# Possible blown head gasket or...??



## velocitychris (Jul 16, 2011)

Hi all. Have a new issue with the TT225. Was doing a little track lapping on Friday. After 2 sets of 6 laps I came hard into the final turn before the straight, shifted 3>2, and when I hit the WOT, the whole car shuddered and I initially thought I mis-shifted into 4 instead of 2. And I found myself limping down the fast straight in 2. We got it off track turned it all off and pushed it into the pits (it was close). 

We popped a number of fault codes:
16685 - Cyl 1 misfire
16686 - Cyl 2 misfire
16684 - random/multiple misfires
16712 - knock sensor 1 - g61 - signal too high - intermittent
17743 - engine torque monitor 2 - p1335-35-10 - control limit exceeded intermittent
16487 - MAF - signal too high intermittent
17832 - secondary air injection - leak detected
18010 - power supply terminal 20 - p1602 - voltage too low
----
17544 - fuel trim bank 1 - p1136 system too lean
(this one had popped up earlier)

After resetting everything, we were still getting the cylinder 1&2 misfires.
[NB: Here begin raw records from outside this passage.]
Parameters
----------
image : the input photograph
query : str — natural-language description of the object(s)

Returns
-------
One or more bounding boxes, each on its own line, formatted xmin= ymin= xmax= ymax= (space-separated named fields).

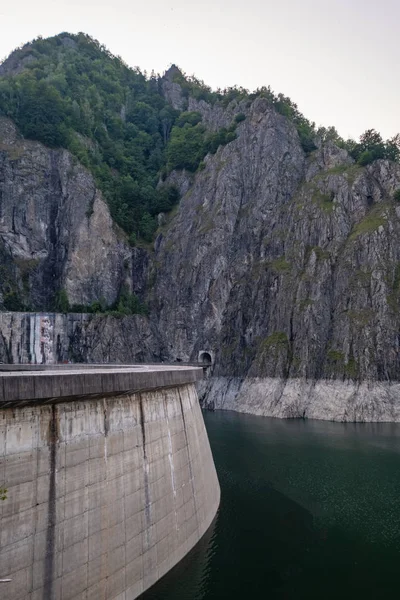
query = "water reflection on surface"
xmin=142 ymin=412 xmax=400 ymax=600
We switched coil packs 1 & 2 with 4 & 3 (went 1,2,3,4 to 4,3,2,1) and still have misfires on cylinder 1&2. Boo.

I noticed a little bit of oil on that upper ridge of the head ABOVE the intake manifold. I had the intake manifold off 2 weeks ago doing a PCV refresh. Possibly had not tightened bolts on intake mani tight enough?
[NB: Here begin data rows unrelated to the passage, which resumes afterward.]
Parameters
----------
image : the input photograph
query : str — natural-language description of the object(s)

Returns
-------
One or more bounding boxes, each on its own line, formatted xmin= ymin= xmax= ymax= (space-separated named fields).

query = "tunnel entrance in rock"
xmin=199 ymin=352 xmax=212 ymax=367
My brother - who I bought the car with to be a project car, AND who is smarter at this than I am - is initially thinking that it might be a blown head gasket. Although this is uncommon, based on the searching, there is a reason behind this thinking. Last year we had the head replaced (not by us, but a shop) and so possibly an error was made on install.

Saw a couple of relevant posts:
http://forums.subdriven.com/showthread.php?5620125-Misfire-on-1.8t-cylinder-3

http://forums.audiworld.com/showthread.php?t=2803873

We are going to try to do a compression test and leak down test, and will check the oil. 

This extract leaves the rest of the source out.